Unsurprisingly, the best shape to do OBL from is square/square _if_ you're already in that shape. If you include the slices needed to get to the chosen shape, though, good fists ("l.fist/r.fist" in the above table) wins: it's over half a slice move better than solving cubeshape then doing OBL normally! In fact, normal cubeshape-then-OBL is tenth place in this list.

Now, the drawbacks:
1. This doesn't work with CSP.
2. Solving OBL from any asymmetrical shape will require 4900 algs. You can allow swapping the top/bottom layers to cut this by half (just insert a (6,6) before the last slice), but that's still 2450 algs.

It's absolutely, 100% not viable for actual speedsolving.

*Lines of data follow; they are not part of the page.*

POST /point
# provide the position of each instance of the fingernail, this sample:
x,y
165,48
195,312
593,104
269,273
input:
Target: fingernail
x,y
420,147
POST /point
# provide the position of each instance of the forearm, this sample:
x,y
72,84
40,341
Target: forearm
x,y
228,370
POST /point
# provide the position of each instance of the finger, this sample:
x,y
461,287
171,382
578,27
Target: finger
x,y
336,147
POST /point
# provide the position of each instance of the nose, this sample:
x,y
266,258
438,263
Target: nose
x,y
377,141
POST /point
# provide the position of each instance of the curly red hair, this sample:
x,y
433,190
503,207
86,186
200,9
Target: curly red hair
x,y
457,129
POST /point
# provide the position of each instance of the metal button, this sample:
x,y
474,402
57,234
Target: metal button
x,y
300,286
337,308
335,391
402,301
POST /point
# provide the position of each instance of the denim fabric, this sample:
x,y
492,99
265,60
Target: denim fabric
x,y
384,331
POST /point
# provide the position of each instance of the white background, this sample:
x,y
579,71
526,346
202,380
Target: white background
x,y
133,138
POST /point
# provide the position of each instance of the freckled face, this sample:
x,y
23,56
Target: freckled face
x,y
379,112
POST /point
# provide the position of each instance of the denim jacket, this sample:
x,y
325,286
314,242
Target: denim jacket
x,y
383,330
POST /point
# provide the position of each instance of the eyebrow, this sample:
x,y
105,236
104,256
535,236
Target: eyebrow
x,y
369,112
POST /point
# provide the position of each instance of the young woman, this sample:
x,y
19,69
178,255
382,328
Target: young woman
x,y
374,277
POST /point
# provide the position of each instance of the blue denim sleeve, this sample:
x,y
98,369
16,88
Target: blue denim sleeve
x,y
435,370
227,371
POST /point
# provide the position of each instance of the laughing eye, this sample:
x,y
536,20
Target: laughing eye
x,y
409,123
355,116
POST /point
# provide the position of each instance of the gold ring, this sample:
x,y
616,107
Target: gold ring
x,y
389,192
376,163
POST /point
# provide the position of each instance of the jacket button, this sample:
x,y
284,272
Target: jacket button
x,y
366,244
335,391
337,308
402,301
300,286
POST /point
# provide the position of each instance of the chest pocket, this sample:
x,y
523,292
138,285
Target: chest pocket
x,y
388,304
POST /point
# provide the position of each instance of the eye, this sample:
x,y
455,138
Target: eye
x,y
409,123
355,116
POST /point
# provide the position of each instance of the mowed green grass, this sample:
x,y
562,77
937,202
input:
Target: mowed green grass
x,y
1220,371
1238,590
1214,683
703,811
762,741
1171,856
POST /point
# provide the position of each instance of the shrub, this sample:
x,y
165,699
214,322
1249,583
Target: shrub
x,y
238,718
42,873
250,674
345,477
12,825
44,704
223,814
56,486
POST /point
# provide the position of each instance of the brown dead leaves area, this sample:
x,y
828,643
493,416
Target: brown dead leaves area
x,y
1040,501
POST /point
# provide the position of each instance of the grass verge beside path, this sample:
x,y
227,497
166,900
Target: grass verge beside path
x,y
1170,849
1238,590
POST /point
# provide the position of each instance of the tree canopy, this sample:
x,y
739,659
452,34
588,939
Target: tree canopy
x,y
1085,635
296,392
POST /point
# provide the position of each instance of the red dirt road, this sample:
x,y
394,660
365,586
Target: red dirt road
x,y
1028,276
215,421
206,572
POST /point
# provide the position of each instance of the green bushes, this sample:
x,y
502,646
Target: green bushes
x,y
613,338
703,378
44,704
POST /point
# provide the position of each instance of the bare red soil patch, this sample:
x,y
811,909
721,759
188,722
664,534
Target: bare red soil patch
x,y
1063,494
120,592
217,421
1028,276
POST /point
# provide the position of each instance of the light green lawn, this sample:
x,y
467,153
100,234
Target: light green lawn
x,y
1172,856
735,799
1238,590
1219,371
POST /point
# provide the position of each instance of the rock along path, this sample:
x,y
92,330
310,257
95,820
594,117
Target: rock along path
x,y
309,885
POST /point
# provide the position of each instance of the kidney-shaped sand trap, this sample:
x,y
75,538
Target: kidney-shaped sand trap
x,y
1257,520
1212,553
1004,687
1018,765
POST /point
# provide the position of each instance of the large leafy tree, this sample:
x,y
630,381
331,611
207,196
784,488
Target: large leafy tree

You can incorporate CSP into this, but that would double the already huge number of algs, in addition to making inspection even harder.

On another note, cubeshape+OBL from any shape can always be done in at most 8 slices (average optimal 6.7131); CSP+OBL from any shape can always be done in at most 9 slices (average optimal 7.0413).


----------



## Thom S. (Oct 1, 2021)

xyzzy said:


> 1. This doesn't work with CSP.


What if you do CSP up to Good Fist, then CS+OBL, making sure thst every Algorithm doesn't disturb Parity?
Not that it makes this any more viable.


----------



## xyzzy (Oct 1, 2021)

Thom S. said:


> What if you do CSP up to Good Fist, then CS+OBL, making sure thst every Algorithm doesn't disturb Parity?
> Not that it makes this any more viable.


That could work in theory.

My wild guess is that most of the good-fists OBL solutions are just going into cubeshape in one of two ways (this won't affect parity), then doing the normal OBL alg from there, so perhaps it won't "truly" need 2450 algs; you just need to know which of two ways to finish off cubeshape to use. (And maybe it's partially intuitive like normal OBL is?)

Spending this much effort to shave off half a move is pretty silly regardless.


----------